The Equal Employment Opportunity Commission (EEOC) provided warning. In August 2010, the Director of the EEOC’s New York District Office stated, “The unfortunate reality is that too many companies discriminate against persons with disabilities by strictly applying blanket leave policies.” Numerous EEOC investigators I spoke to indicated that disability discrimination is an EEOC priority. Apparently, not every employer got the message, so the EEOC is sending a louder message.
On July 6, 2011, the EEOC issued a press release stating that Verizon agreed to pay $20 million to resolve a disability discrimination class action filed by the EEOC. The lawsuit alleged that Verizon unlawfully denied reasonable accommodations to hundreds of employees and disciplined or fired them pursuant to its “no fault” attendance policy. Essentially, Verizon refused to make exceptions to its attendance policies for individuals with disabilities. This settlement is the largest disability settlement in a single lawsuit in EEOC history.
The EEOC’s General Counsel stated, “Hopefully this nationwide decree will further public awareness of the importance of engaging in an individualized interactive process to determine whether a disabled employee must be accommodated under the ADA.” The Director of the EEOC’s Philadelphia District Office, which oversees Pennsylvania, Maryland, Delaware, West Virginia and parts of New Jersey and Ohio, added, “This settlement demonstrates the need for employers to have attendance policies which take into account the need for paid or unpaid leave as a reasonable accommodation for employees with disabilities.”
These comments highlight an employer’s duty under the ADA. Employers cannot simply apply blanket leave policies to an employee who may qualify as disabled. With the enactment of the Americans with Disabilities Amendment Act, it is much easier for an employee to qualify as disabled, which imposes upon an employer a duty to explore reasonable accommodations.

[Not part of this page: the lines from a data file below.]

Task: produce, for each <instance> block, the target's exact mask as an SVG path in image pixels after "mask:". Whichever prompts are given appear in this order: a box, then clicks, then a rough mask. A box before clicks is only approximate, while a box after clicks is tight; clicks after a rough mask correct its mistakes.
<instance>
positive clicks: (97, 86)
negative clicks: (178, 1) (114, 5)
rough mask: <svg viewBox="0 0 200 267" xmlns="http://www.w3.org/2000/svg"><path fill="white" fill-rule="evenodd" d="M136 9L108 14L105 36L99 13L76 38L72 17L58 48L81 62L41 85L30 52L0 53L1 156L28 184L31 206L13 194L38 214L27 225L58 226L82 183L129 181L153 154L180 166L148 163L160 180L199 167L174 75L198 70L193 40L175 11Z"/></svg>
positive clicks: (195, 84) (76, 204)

Your leave policies cannot be applied in a vacuum. They must take into account whether an individual may qualify for a disability. The EEOC is focusing particularly on return to work policies. For example, an employer may have a policy requiring an employee to return to work within a certain amount of time of exhausting FMLA leave. Such policies are permitted; however, problems occur when employers terminate an employee pursuant to such a policy and that employee qualifies as disabled. As the EEOC noted, it considers unpaid leave a reasonable accommodation.